Low Level Etude One – Hello Worlds (Part 2)
Hello World - puts or printf?
bl - branch with link
Let's get back on track and learn about bl. Consider the following simple program:
.globl      _start
.p2align    2
say_hello:
            mov x0, #1
            adrp x1, msg@PAGE
            add x1, x1, msg@PAGEOFF
            adrp x2, msg_sz@PAGE
            add x2, x2, msg_sz@PAGEOFF
            ldr x2, [x2]
            mov x16, #4
            svc 0x80
_start:
            b say_hello
            mov x16, #1
            svc 0x80
.data
msg:        .asciz  "Hello World!"
msg_sz:     .word   .-msg-1
If you build and start this it will print Hello World forever. The b - branch instruction will jump to say_hello and continue execution after say_hello with the next line which is the same branch instruction, thus repeating forever.
So we need to change b to bl - branch with link and at the end of the say_hello block we add a ret instruction. Now the execution will continue right after the bl say_hello instruction. This happens because bl saves the address of the next instruction into the lr register and ret jumps to the address saved in the lr register.

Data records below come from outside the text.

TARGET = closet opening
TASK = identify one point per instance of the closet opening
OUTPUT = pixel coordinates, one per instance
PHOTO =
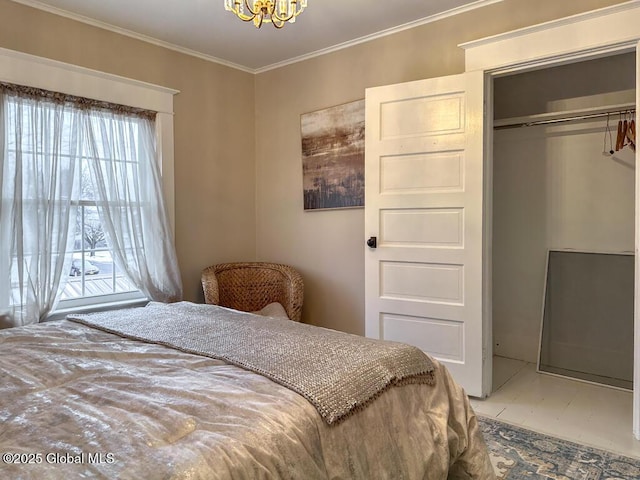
(564, 221)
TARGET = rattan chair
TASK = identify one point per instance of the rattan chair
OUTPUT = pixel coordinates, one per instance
(250, 286)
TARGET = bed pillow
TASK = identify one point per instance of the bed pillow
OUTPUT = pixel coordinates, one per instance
(274, 309)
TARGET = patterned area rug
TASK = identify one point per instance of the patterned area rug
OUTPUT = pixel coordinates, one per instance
(517, 453)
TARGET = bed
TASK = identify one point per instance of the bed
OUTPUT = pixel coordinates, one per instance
(80, 398)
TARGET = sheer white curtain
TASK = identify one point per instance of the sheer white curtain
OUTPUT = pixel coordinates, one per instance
(128, 190)
(44, 139)
(39, 145)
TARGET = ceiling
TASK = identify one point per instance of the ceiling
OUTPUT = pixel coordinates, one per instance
(205, 29)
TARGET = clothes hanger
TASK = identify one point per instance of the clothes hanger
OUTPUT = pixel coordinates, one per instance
(631, 132)
(607, 133)
(619, 138)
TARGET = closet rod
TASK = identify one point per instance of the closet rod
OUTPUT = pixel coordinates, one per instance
(565, 119)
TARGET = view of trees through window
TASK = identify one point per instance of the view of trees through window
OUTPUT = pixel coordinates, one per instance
(93, 271)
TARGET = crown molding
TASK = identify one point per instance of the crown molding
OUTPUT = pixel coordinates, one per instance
(170, 46)
(560, 22)
(131, 34)
(383, 33)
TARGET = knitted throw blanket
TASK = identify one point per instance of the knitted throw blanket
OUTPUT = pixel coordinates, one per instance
(338, 373)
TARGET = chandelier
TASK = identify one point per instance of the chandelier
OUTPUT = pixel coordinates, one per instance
(266, 11)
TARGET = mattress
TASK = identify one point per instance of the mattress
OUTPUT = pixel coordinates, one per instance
(79, 402)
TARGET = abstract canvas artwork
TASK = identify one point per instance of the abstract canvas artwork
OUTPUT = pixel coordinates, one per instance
(333, 157)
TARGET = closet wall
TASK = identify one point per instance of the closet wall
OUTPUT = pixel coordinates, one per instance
(554, 188)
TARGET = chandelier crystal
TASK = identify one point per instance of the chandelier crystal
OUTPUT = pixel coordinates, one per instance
(276, 12)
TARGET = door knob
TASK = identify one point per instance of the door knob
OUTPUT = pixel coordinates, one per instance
(372, 242)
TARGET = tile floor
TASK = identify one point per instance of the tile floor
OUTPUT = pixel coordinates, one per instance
(577, 411)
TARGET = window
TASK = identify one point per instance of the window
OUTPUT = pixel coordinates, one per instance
(90, 156)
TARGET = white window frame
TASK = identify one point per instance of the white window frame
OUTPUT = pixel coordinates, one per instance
(33, 71)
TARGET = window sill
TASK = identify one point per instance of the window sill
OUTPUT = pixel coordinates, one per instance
(60, 314)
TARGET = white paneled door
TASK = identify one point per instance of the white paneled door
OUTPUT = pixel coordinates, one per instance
(424, 220)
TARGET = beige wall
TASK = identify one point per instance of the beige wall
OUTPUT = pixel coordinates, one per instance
(237, 199)
(328, 246)
(214, 148)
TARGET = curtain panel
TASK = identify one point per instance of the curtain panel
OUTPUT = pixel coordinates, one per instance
(45, 138)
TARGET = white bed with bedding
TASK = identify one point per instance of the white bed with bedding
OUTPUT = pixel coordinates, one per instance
(81, 401)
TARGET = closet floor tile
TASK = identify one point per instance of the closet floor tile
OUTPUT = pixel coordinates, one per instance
(576, 411)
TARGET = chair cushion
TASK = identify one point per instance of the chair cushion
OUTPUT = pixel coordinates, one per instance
(274, 309)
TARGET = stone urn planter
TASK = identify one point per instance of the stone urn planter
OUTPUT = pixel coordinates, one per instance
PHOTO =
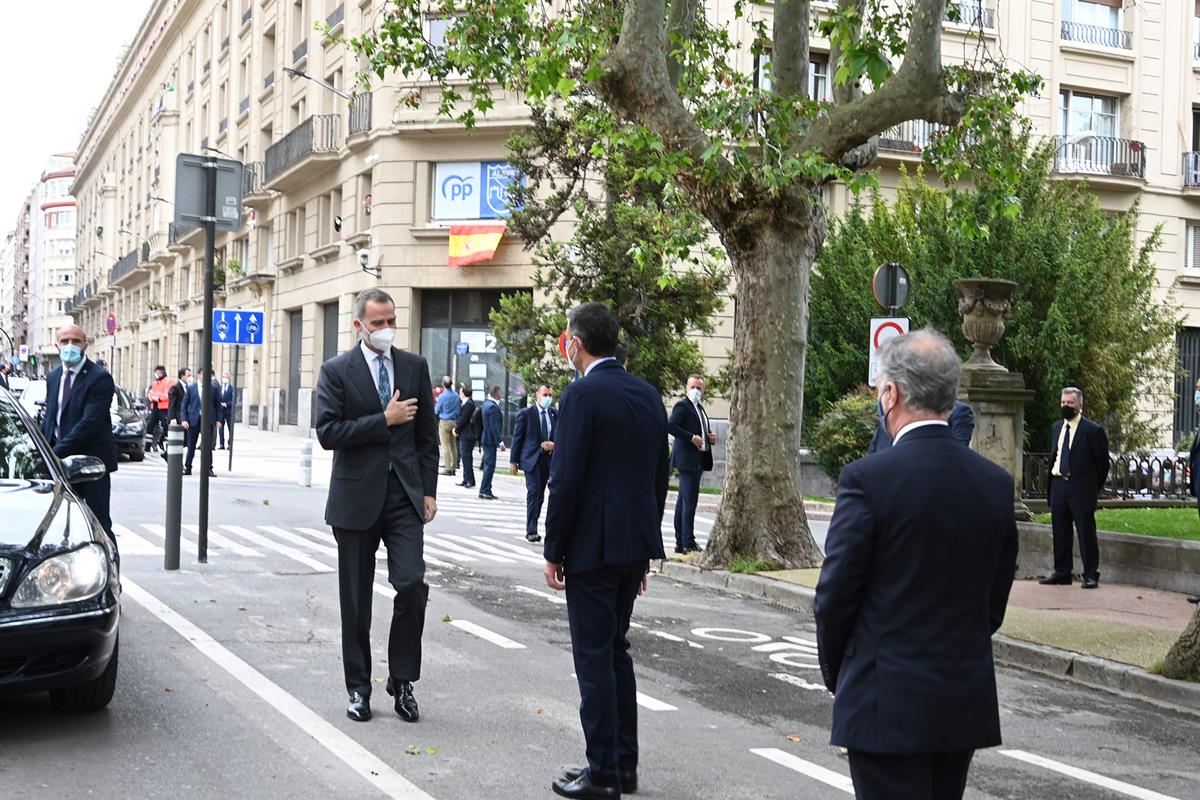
(984, 304)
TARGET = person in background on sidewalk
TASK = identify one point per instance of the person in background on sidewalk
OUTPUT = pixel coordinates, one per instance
(533, 447)
(465, 431)
(159, 396)
(77, 421)
(691, 455)
(919, 559)
(226, 403)
(193, 419)
(1079, 456)
(447, 410)
(492, 440)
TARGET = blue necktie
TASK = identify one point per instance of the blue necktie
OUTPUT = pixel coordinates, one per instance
(384, 385)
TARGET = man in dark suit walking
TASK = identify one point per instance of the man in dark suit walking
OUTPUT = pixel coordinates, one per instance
(1079, 469)
(691, 455)
(375, 410)
(467, 435)
(77, 422)
(533, 447)
(607, 489)
(919, 560)
(192, 414)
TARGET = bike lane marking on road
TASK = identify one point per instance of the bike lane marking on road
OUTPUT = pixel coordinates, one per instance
(815, 771)
(355, 756)
(486, 635)
(1095, 779)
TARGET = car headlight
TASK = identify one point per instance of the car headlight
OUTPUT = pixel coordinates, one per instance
(67, 578)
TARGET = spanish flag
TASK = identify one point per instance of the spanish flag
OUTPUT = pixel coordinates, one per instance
(474, 244)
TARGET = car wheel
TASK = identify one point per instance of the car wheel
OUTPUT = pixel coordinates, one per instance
(91, 696)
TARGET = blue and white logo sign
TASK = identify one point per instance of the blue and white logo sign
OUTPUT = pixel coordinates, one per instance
(473, 190)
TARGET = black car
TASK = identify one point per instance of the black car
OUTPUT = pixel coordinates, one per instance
(59, 572)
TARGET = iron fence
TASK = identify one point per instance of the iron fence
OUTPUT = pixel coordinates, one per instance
(1097, 35)
(1101, 156)
(1129, 477)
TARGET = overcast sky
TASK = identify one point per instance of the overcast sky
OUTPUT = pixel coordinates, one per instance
(57, 61)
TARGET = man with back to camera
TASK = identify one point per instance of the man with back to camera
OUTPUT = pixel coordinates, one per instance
(533, 449)
(77, 421)
(375, 411)
(607, 489)
(919, 560)
(1079, 458)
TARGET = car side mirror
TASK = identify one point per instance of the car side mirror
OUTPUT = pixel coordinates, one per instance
(84, 469)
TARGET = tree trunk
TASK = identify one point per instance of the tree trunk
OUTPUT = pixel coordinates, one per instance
(762, 511)
(1183, 661)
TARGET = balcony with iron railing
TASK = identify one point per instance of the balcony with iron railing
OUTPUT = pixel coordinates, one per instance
(304, 151)
(1101, 157)
(1115, 37)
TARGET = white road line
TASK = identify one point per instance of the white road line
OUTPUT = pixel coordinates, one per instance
(487, 636)
(652, 704)
(130, 543)
(217, 540)
(553, 599)
(837, 780)
(283, 549)
(373, 769)
(1120, 787)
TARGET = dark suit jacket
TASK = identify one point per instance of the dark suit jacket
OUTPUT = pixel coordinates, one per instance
(493, 423)
(1089, 459)
(193, 404)
(683, 425)
(961, 427)
(526, 446)
(919, 560)
(609, 477)
(87, 422)
(351, 422)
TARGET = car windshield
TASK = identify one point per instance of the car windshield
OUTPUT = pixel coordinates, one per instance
(19, 457)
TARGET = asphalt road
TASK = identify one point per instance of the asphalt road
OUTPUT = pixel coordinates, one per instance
(231, 681)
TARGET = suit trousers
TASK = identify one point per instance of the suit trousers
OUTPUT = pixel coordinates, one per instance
(1066, 509)
(489, 465)
(925, 776)
(599, 603)
(535, 493)
(402, 533)
(685, 509)
(467, 458)
(449, 446)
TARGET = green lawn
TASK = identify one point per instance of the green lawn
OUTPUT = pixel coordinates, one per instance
(1168, 523)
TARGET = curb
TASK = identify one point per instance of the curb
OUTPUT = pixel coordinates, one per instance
(1087, 671)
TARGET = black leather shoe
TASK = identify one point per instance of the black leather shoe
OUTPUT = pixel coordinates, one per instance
(583, 787)
(406, 704)
(359, 708)
(628, 777)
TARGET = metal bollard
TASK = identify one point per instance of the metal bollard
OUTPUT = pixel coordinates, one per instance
(306, 462)
(174, 494)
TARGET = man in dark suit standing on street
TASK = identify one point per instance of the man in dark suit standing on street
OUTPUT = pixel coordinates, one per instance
(691, 455)
(607, 489)
(375, 410)
(533, 447)
(919, 560)
(1079, 469)
(77, 422)
(192, 414)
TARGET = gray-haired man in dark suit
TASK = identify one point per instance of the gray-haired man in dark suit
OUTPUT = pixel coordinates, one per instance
(373, 411)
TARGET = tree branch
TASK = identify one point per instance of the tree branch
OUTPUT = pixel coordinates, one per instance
(916, 91)
(790, 48)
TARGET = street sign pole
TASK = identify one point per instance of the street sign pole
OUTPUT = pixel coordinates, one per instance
(207, 421)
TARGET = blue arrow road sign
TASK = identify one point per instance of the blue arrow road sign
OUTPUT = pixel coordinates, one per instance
(237, 326)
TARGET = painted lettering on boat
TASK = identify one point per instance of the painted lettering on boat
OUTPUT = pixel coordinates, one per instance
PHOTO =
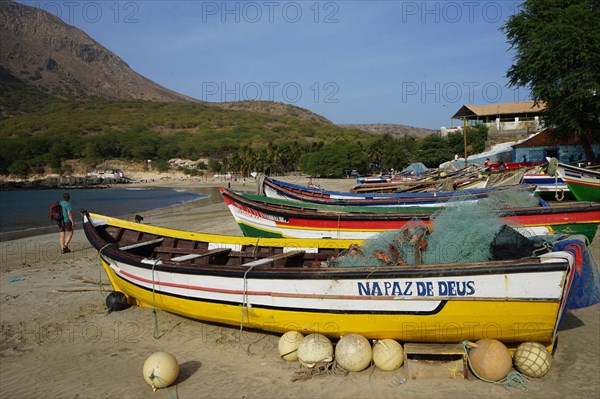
(260, 215)
(416, 288)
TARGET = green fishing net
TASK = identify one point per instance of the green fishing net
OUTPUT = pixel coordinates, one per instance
(459, 233)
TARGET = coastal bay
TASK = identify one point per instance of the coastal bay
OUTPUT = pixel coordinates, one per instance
(55, 331)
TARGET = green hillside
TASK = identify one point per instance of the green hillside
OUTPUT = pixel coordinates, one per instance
(137, 130)
(233, 140)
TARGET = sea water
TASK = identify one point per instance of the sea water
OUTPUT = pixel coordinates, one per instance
(29, 209)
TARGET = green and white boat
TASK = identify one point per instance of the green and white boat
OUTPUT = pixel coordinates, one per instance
(583, 183)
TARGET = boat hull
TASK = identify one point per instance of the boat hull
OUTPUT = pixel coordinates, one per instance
(434, 319)
(268, 218)
(281, 190)
(513, 301)
(584, 184)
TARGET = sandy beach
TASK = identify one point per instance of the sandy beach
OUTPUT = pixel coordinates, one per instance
(59, 342)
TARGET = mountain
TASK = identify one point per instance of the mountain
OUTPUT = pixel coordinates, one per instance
(38, 49)
(393, 129)
(43, 59)
(273, 108)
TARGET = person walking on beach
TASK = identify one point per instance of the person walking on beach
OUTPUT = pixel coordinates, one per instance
(66, 225)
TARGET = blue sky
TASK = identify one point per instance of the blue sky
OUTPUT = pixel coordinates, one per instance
(408, 62)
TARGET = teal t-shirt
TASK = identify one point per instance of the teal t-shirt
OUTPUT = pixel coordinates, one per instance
(66, 205)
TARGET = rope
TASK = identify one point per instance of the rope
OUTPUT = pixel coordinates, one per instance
(100, 285)
(514, 379)
(156, 336)
(153, 377)
(319, 369)
(244, 303)
(556, 190)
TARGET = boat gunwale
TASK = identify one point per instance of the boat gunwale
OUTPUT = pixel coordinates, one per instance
(110, 251)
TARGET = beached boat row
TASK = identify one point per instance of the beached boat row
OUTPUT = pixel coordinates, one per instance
(260, 216)
(306, 267)
(280, 285)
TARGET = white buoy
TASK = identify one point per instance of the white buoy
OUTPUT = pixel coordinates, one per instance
(532, 359)
(353, 352)
(388, 354)
(313, 349)
(160, 370)
(490, 359)
(288, 345)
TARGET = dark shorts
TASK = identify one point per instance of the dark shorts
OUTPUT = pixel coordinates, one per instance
(64, 226)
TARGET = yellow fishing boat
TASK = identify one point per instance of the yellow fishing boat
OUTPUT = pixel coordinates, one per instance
(295, 284)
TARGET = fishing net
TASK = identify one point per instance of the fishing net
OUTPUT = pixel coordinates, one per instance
(463, 232)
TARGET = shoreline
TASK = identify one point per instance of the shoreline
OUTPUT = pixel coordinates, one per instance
(192, 185)
(56, 331)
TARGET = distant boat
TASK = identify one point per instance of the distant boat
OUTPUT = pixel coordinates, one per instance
(259, 216)
(282, 285)
(278, 189)
(548, 187)
(583, 183)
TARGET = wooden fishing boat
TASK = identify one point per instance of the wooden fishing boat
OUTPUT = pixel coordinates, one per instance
(259, 216)
(273, 188)
(280, 285)
(548, 187)
(583, 183)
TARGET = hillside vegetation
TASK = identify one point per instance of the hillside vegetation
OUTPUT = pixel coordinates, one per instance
(233, 140)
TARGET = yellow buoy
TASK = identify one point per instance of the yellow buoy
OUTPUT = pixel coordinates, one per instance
(160, 370)
(490, 359)
(288, 345)
(532, 359)
(313, 349)
(353, 352)
(388, 354)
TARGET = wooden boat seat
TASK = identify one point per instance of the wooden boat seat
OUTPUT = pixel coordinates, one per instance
(212, 252)
(274, 258)
(142, 244)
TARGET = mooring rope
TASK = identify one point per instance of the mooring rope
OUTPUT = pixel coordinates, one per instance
(153, 377)
(514, 379)
(156, 336)
(100, 285)
(244, 303)
(556, 190)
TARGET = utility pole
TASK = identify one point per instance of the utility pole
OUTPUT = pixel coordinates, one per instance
(465, 139)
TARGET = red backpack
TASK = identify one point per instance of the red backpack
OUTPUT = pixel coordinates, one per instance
(56, 212)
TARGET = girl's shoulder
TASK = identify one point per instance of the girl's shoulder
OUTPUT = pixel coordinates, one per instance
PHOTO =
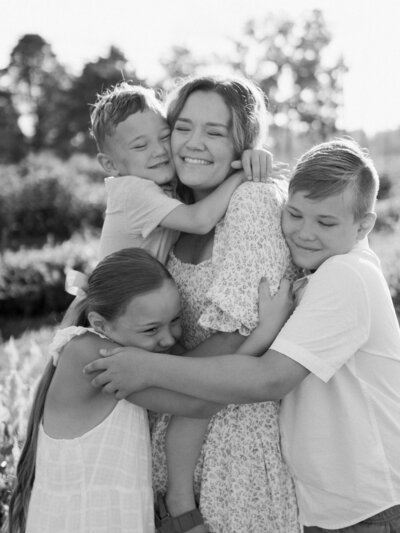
(82, 346)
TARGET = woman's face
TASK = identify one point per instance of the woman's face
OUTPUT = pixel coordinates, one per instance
(202, 143)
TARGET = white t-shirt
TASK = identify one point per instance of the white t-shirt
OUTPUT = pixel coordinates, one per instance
(340, 427)
(135, 208)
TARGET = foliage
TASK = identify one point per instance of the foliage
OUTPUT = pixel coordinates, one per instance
(12, 145)
(287, 58)
(36, 81)
(21, 363)
(32, 281)
(44, 196)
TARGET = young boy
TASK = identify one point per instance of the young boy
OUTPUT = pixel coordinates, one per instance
(335, 364)
(133, 140)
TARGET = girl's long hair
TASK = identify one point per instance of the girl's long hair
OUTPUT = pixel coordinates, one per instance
(18, 507)
(114, 282)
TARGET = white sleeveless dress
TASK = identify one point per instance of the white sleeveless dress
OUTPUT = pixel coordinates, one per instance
(99, 482)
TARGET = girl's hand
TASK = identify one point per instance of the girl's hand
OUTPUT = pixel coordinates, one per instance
(122, 371)
(274, 309)
(258, 166)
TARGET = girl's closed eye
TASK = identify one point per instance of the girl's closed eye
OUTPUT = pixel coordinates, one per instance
(151, 331)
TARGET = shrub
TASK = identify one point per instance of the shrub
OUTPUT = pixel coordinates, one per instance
(32, 281)
(45, 196)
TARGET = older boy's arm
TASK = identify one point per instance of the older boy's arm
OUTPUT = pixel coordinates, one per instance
(230, 378)
(202, 217)
(223, 379)
(165, 401)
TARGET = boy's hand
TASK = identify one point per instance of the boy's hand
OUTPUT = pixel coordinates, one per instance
(274, 309)
(122, 371)
(258, 166)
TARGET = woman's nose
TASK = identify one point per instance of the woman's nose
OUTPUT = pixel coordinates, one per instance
(195, 141)
(160, 149)
(167, 339)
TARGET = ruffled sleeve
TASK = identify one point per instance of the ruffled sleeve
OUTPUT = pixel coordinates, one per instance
(248, 245)
(63, 336)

But! What if we override the lr registers content with another bl instruction? Let's add the following:
.globl      _start
.p2align    2
print_newline:
            mov x0, #1
            adrp x1, newline@PAGE
            add x1, x1, newline@PAGEOFF
            mov x2, #1
            mov x16, #4
            svc 0x80
            ret
say_hello:
            mov x0, #1
            adrp x1, msg@PAGE
            add x1, x1, msg@PAGEOFF
            adrp x2, msg_sz@PAGE
            add x2, x2, msg_sz@PAGEOFF
            ldr x2, [x2]
            mov x16, #4
            svc 0x80
            bl print_newline
            ret
_start:
            bl say_hello
            mov x16, #1
            svc 0x80
.data
msg:        .asciz  "Hello World!"
msg_sz:     .word   .-msg-1
.align 4
newline:    .asciz  "\n"
Can you already see the problem? With bl print_newline we save another address to the lr register and overwrite what was already saved. So once we call ret from print_newline we'll fall on the ret instruction at the end of say_hello which is another ret statement that will jump to that very location, again. So we're in an endless loop.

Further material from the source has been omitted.